Chocolate tastes different depending upon where it is grown. Much like wine, cacao beans differ widely by terroir: the effects of the area it is being grown in, from the soil to the water and climate, all influence flavour. For example, South American beans tend to be intensely fruity and floral, African beans are known for simple and earthy chocolate flavour, and Madagascar beans are often fruity and acidic.
Cacao beans for chocolate broadly fall into three categories:
Forastero beans make up about 70% of the world cocoa crop and are sometimes referred to as bulk beans. Originating from the Amazon, today forastero trees grow all over the world—the majority being grown in West Africa. It is a hearty variety that produces better yields than criollo beans; however, it also requires a longer fermentation time to remove its high astringency.
Criollo, meaning native in Spanish, was the single predominant type of cacao when the Spanish invaded the Americas. Today, due to its mild bitterness and acidity, it is often considered the world’s top-of-the-line chocolate. However, the pods have a low yield, are prone to disease, and can be expensive to grow. Criollo beans account for a mere 10% of the world’s chocolate supply. Though manufacturers do not typically advertise the type of beans they use, a clue that your chocolate might be made with criollo is the chocolate’s light reddish hue.
Trinitario is a hybrid of criollo and forastero beans; a heartier variety with lower bitterness than forastero, its flavour is less fruity than criollo with more earthy notes. It is important to note that a particular bean doesn’t guarantee quality chocolate. Think of cacao varieties like wine grapes. They have broad differences, but the final product is as dependent on the manufacturing process as the source ingredients!
Chocolate as a food product is made from the fermented and roasted seeds (beans) of the cacao tree. The nib (hulled meat of the bean) is ground and processed into various forms for eating and drinking. The first step is to cut the fruit or pods of the cacao tree, open the pods and scoop out the beans. The beans are fermented and dried before cleaning, roasting and hulling them. The shells are removed, leaving the nibs, blends of which produce various flavours and colours.
The next stage involves grinding the nibs to release the cocoa butter.

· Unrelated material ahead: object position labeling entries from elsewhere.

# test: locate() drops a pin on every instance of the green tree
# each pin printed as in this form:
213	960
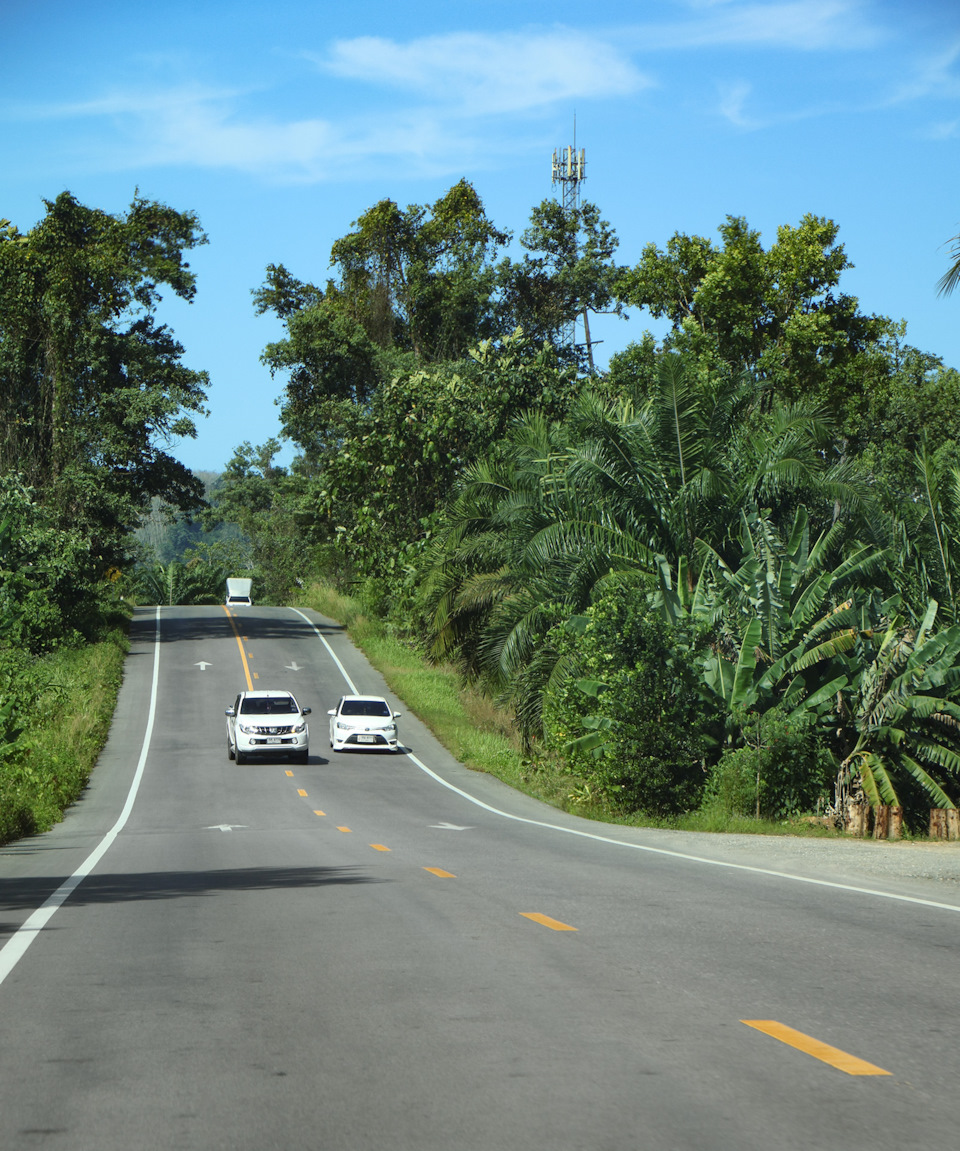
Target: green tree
91	387
777	312
566	274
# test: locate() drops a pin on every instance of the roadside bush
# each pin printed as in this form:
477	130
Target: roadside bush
648	726
782	771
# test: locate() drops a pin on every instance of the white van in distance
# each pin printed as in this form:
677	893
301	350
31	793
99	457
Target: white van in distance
238	593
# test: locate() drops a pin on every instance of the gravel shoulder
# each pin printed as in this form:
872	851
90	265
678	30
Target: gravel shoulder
914	868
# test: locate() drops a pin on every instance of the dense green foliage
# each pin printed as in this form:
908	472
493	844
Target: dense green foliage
91	391
720	573
55	713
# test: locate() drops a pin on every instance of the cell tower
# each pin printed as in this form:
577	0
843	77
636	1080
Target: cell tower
569	169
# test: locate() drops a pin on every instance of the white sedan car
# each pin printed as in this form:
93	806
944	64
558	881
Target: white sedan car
267	723
363	721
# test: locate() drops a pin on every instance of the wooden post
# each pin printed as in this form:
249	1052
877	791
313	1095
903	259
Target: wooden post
944	823
858	820
881	821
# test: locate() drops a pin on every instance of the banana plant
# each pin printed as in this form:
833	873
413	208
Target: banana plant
903	714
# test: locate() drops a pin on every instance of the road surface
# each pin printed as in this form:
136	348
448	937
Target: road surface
378	952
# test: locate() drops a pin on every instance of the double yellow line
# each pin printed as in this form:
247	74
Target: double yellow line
240	645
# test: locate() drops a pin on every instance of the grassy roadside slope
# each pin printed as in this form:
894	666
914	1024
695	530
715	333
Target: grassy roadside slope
467	724
68	700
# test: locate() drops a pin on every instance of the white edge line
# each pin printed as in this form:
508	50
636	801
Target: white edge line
329	649
645	847
15	947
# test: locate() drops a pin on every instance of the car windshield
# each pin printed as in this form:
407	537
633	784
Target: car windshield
364	708
283	706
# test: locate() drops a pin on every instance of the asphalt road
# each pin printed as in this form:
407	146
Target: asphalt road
391	953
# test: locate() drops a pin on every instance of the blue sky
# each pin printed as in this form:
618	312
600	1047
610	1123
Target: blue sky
279	123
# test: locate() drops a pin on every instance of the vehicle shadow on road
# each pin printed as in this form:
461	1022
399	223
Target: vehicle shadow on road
16	894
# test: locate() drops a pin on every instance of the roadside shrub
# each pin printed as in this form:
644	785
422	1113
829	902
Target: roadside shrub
648	726
783	769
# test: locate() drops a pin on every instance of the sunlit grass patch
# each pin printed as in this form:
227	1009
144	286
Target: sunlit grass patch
69	709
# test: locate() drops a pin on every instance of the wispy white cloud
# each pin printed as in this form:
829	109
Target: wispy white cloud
935	76
433	104
732	105
794	24
487	74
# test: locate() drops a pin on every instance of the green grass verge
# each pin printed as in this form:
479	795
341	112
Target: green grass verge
481	737
68	722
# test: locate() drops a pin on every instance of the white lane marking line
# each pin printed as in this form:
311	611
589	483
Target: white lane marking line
645	847
15	947
333	654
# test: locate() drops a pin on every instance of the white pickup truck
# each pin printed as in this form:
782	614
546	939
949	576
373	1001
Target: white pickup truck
238	592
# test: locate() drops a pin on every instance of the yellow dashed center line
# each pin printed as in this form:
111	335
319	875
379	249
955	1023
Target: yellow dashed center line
553	924
822	1051
243	654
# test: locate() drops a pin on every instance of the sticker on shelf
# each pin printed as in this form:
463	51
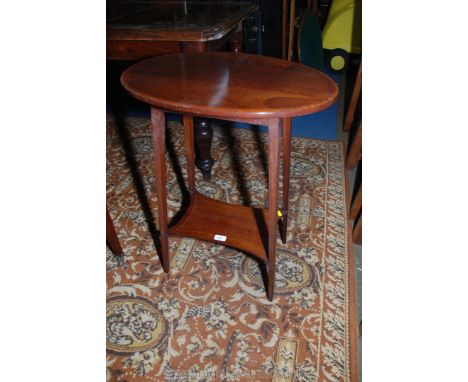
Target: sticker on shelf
220	237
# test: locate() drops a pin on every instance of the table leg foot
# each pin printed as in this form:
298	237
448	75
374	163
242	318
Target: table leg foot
286	165
158	126
273	167
203	140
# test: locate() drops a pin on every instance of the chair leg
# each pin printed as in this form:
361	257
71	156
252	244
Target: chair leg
356	205
286	165
158	126
111	236
357	231
273	164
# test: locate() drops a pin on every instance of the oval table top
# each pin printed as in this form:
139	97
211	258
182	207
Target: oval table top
230	85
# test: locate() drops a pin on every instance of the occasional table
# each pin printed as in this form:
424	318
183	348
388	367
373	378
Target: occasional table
237	87
138	29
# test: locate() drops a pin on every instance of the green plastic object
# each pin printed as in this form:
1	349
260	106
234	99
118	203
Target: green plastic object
310	49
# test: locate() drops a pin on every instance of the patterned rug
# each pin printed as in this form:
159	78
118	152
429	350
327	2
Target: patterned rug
209	318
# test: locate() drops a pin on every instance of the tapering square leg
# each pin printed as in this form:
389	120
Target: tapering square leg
273	165
158	126
286	164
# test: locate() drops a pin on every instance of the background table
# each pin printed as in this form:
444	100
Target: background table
238	87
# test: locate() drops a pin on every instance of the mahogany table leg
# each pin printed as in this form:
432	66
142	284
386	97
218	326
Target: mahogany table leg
204	137
111	236
158	126
286	164
273	165
189	152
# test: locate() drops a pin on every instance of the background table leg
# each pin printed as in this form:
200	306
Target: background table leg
204	137
111	236
189	152
286	164
273	164
158	126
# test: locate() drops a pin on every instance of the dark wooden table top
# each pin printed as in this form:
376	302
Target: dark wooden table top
173	20
230	85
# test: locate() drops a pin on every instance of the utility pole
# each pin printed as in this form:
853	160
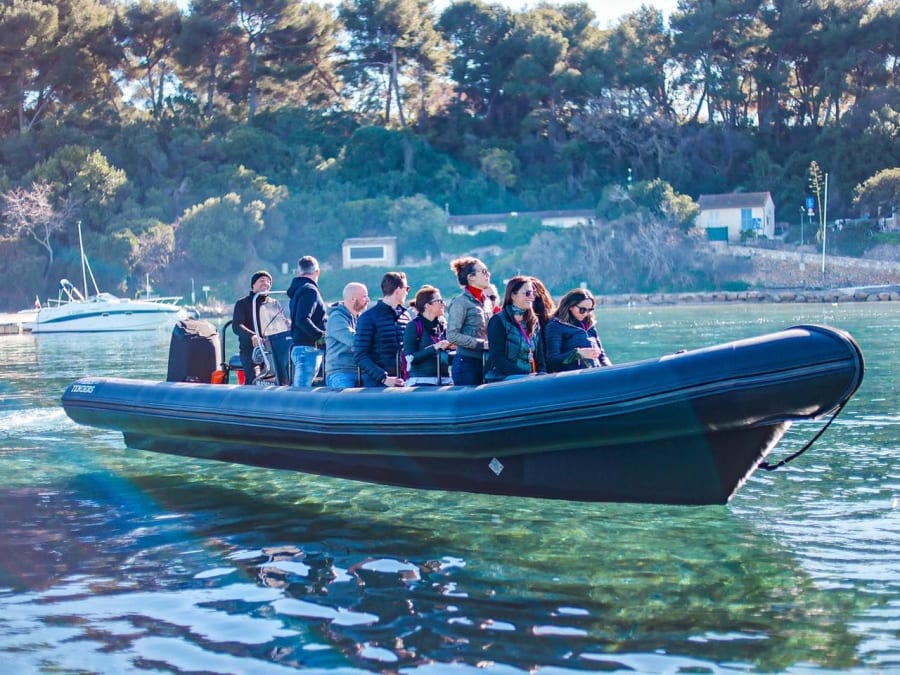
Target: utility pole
824	224
819	184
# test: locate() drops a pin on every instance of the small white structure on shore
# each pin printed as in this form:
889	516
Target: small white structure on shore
374	251
734	216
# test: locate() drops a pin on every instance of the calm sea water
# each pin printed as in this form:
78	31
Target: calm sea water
117	561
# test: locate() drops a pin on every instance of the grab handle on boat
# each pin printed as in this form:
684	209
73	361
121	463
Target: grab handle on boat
789	458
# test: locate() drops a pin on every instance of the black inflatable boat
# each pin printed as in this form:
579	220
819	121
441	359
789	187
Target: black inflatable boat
686	428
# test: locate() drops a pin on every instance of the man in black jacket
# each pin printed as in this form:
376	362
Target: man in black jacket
245	321
379	334
307	322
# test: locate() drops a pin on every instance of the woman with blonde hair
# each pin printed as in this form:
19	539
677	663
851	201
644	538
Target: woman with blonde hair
514	334
467	318
571	335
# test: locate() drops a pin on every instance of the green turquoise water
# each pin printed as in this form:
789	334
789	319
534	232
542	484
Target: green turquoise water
115	561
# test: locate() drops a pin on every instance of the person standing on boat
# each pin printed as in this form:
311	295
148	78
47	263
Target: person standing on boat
425	344
514	334
571	335
379	334
467	318
243	322
341	371
307	322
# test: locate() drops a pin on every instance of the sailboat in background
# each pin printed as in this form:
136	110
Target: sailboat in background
74	312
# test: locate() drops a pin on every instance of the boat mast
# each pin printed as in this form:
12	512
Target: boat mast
86	267
83	271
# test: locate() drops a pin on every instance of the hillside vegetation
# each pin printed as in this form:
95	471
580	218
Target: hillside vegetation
197	145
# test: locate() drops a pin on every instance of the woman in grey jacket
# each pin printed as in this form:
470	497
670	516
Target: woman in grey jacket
467	318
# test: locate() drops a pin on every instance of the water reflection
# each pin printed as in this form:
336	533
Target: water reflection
114	560
266	576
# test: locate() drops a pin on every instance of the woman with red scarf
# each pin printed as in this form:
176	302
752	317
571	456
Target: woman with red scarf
515	334
467	318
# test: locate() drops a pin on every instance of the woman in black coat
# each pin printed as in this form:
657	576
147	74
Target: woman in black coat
571	337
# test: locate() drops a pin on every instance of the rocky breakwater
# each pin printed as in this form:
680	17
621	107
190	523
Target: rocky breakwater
875	294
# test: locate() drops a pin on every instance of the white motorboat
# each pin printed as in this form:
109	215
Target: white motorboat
74	312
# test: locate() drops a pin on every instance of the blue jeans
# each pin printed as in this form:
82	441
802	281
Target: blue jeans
467	370
343	379
306	362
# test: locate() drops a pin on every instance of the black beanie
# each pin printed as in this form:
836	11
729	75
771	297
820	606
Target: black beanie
257	275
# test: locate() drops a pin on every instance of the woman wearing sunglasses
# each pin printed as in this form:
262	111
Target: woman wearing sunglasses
467	317
571	335
425	346
514	336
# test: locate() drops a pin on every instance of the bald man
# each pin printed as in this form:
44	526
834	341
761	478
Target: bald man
340	367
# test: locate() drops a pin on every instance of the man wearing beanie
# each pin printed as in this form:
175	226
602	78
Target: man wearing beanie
242	321
307	322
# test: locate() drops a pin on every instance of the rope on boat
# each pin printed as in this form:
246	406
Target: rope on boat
789	458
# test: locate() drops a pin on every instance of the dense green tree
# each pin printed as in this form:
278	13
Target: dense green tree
220	235
481	58
55	59
392	43
417	223
879	196
148	31
208	49
86	182
638	65
30	212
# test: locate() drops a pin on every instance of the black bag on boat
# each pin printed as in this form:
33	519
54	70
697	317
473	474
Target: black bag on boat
193	352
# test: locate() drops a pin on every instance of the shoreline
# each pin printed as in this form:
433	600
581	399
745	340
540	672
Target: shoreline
774	296
11	323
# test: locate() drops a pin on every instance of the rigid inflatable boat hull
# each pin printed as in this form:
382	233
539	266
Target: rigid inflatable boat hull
687	428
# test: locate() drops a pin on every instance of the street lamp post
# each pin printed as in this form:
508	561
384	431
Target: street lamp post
824	223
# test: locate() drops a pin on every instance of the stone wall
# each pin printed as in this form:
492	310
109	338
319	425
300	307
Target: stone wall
794	269
871	294
789	276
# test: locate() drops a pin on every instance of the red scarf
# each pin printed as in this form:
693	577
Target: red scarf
477	292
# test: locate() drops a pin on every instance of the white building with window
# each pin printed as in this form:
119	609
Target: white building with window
736	216
373	251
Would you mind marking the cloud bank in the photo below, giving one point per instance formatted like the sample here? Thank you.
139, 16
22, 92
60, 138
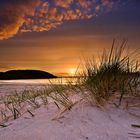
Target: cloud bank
43, 15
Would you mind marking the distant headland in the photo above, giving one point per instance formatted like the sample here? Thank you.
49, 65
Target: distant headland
25, 74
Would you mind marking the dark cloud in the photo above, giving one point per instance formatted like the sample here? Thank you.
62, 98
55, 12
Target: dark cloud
39, 15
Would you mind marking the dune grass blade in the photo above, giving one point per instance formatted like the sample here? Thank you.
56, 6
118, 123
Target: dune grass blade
115, 73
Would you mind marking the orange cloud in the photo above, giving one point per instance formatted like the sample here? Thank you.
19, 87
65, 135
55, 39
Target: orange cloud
40, 15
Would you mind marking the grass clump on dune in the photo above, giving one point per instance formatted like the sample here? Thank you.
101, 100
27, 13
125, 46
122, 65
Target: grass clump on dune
115, 72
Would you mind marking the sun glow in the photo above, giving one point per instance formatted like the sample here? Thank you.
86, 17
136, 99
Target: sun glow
72, 71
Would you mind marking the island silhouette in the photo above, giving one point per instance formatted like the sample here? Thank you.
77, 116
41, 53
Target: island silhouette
25, 74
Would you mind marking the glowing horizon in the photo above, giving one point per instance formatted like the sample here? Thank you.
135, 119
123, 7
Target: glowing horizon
55, 35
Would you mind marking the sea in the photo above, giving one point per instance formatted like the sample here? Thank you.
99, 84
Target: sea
11, 86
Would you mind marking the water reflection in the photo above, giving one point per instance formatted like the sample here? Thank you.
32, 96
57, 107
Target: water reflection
39, 81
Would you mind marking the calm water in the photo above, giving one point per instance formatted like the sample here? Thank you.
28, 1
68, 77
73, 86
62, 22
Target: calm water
10, 86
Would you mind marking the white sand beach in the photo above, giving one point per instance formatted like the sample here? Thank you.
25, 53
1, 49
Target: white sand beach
82, 122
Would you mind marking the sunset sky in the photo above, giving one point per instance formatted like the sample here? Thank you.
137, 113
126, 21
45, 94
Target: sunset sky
54, 35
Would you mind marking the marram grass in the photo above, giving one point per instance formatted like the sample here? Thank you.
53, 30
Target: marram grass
115, 72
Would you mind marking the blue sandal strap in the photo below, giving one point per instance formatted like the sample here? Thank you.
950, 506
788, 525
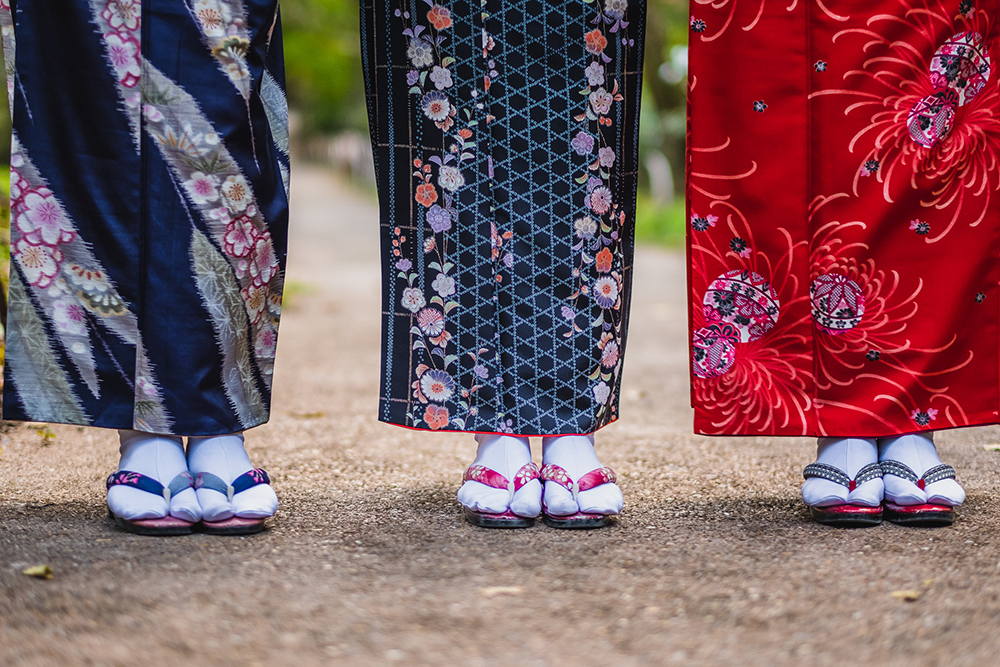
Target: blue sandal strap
145, 483
206, 480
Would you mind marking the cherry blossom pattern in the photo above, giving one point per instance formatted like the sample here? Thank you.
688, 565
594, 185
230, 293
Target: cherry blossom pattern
440, 398
120, 25
599, 274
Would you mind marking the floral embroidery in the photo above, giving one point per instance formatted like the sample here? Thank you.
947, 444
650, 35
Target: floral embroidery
599, 273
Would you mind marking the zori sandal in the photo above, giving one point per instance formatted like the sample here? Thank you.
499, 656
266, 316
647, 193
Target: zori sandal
926, 514
234, 525
491, 478
846, 515
591, 480
163, 527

The heat from grinding causes the mixture of cocoa butter and finely ground nibs to melt and form a free-flowing substance known as chocolate liquor. It is important to note that adding or removing certain properties from chocolate liquor results in different varieties and flavours of chocolate, a result of combining the chocolate liquor with cocoa butter and other ingredients.
Raw unprocessed chocolate is gritty, grainy and unsuitable for eating. A Swiss chocolate manufacturer introduced a process of rolling and kneading chocolate to give it a smoother and richer quality. Referred to as conching, the word comes from the Spanish word concha (shell) as the vessel used to hold the chocolate was shaped like a conch. The longer period that chocolate (and any ingredients such as milk, vanilla, or extra cocoa butter added to it) is conched, the smoother it feels on your tongue.
Each type of chocolate has its own chemical makeup that produces differences in flavour, reactions to heat and to moisture, making it extremely important to pay attention to the type of chocolate a recipe calls for.